Ed è anche la storia di Jesus Christ Superstar, raccontata dall’ imponente produzione artistica di Massimo Romeo Piparo, tornata in scena il 6 aprile, un musical capace di rompere la fissità della narrazione ripetitiva, facendosi paradigma di eventi attuali, codificandone il senso.

È ciò che è accaduto sul palco del Sistina in una versione rinnovata che, nel narrare una storia di amore e oppressione, non poteva non aprire violentemente il sipario sull’orrore della guerra portando in scena una preghiera di pace tra Russia e Ucraina, la vittima flagellata a cui nessuno riserva il consolante seppur terribile riscatto di una croce.

Può un teatro provare a riparare? Sì, altrimenti, di questi tempi, a cosa servirebbe narrare la storia di una Superstar ante litteram che rivendica quello che potrebbe sembrare un insensato “diritto” al sacrificio per la pace dei popoli?

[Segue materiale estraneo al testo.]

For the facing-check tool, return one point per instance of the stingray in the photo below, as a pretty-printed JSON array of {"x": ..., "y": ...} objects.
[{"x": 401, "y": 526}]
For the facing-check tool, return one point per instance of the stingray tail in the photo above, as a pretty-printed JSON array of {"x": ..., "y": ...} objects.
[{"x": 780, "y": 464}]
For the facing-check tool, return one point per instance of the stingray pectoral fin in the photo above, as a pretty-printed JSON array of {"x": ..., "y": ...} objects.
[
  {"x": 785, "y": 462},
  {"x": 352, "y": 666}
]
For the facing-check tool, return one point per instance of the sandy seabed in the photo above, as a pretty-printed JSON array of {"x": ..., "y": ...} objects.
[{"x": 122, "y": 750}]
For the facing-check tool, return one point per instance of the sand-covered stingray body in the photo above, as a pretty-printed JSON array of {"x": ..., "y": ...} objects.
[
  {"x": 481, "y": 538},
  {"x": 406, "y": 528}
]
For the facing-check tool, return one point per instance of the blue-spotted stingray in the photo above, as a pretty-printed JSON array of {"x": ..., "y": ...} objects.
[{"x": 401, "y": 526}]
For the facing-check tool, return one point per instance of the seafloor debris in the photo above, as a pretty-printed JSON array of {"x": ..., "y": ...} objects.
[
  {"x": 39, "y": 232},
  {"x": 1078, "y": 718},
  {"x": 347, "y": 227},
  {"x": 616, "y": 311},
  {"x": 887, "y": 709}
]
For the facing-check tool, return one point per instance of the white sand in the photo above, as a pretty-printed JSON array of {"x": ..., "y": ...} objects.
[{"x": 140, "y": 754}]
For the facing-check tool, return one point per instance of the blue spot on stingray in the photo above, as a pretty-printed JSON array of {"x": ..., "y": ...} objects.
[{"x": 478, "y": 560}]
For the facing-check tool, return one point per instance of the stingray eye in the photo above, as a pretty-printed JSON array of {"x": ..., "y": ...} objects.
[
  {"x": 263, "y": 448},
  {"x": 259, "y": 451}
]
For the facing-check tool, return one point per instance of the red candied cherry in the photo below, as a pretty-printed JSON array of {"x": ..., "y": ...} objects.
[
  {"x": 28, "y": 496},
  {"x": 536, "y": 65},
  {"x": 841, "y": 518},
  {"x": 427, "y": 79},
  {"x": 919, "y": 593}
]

Per i cristiani la croce è un segno di pace, ossimoro difficile da comprendere attraverso un’operazione logica ed è per questo che un musical che balla, usura in riff rock wave anni ’70 le corde delle chitarre, dove la musica, gli hippie e tutto il folk popolare Seventies si dimena in un equilibrio di grande talento artistico, un po’ urla e un po’ profana questo messaggio di dolore e amore rivelandone l’appassionata brutalità, nel tentativo rock di rendere omaggio ad un uomo che non si può comprendere nel suo disperato amore per il mondo e neppur dissacrare.

E allora Jesus Christ Superstar ne fa un’esaltazione, esalta il messaggio di Jesus, riabilitandolo in chiave hippie e contribuendo a riaffermare una storia iconica in tutto il mondo.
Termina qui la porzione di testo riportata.